New simulation trains for pain
UCF professor’s creation helps nurses
Published: Sunday, April 4, 2010
Updated: Sunday, April 4, 2010 21:04
As computer-simulated technology begins to percolate out of video games and into real life applications, many careers are now turning to the new technology to help with training and education.
Nurses at the Florida Hospital for Children in Orlando will soon be able to enjoy a new pain management simulator created by Kelly Allred, an assistant professor at UCF.
Allred, in partnership with Dr. Jacqueline Byers, completed research on a prototype pain management simulator they created to help educate nurses in patient interaction.
As a result, Allred won a $10,500 Faculty Scholar Award from Florida Hospital for Children to fund a new pediatric simulator.
"I wanted to come up with a way to maximally impact pain management in the hospital," Allred said.
The original simulator Allred created featured two virtual adult patients, a male and female, who would describe their pain to a simulated nurse in a hospital setting.
Nurses input information and assessments into the program based on the character's described pain and the simulated nurse will then make recommendations for treatments to the patient.
"Simulation is a huge component in not only the health industry but the Department of Defense, the Department of Education, the VA — that's one of the reasons that Central Florida has grown into the nation's largest concentration of simulation organizations, governmental, academic and commercial," said Eileen Smith, an employee at UCF's Institute of Simulation Technology.
For Allred, who teaches a class in pain management nursing at UCF, patient interaction in pain management is especially personal to her. Aside from her doctoral study in the subject, Allred was the 2008 Poster Award Winner at the National Meeting for the American Society for Pain Management Nursing.
Her study on simulation technology opened an opportunity to incorporate teaching pain management in a different medium to nurses who may not want to go back to a traditional classroom setting.

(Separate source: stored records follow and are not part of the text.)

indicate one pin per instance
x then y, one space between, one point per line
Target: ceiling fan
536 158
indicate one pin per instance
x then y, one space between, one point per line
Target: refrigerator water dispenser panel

"I know that when I sit in a classroom or meeting, if I'm just sitting there listening, after about 20 minutes my mind begins to drift," she said. "And that's true with nurses too. I thought if I could come up with a way to make it a little more fun to learn, they may learn more and integrate what they've learned into their practice."
The new pediatric simulator, which will feature child patients and their parents, will help educate nurses on how to communicate not only with children, but also with their concerned parents.
This type of learning reflects a trend that many nursing students may have already encountered and learned from. For Natassia Mortimer, using simulation practices in the nursing program at UCF has become commonplace.
"We've done three or four simulations," Mortimer, a senior in the accelerated nursing track at UCF said. "They're really helpful. It gives you the closest look at what it's like. I think it's really useful."
After the prototype was created through the scripted scenes, the development of the new simulator began at UCF's Institute of Simulated Technology. Smith and Michael Carney are in charge of the creation of the new simulator at the Media Convergence Lab, and they work with Allred on the new device.
Smith and Carney were also part of the team of traditional and 3-D artists who helped to create the original prototype simulator.
"The actual creation of the 3-D models, or assists, took only a couple of a weeks or two," Carney said. "However planning how we wanted the patients to look and behave while in the simulation took about three weeks of planning, implementation and collaboration between the designers and subject matter expert [Dr. Allred]."
For Allred, her experience as a staff nurse beginning in 1988 has helped create a clear and accurate image for nurses to make the simulation more realistic.
For aspiring nurses like Mortimer, who is also a mother and can relate to parents of pediatric patients, this improvement in communication will benefit the relationship between nurses and parents.
"A lot of people look at nurses as ‘you don't know what you're doing, give me a doctor,'" Mortimer said. "But what they don't realize is that nurses are the ones who have to nurse you back to health. Nurses are there to advocate for the patient."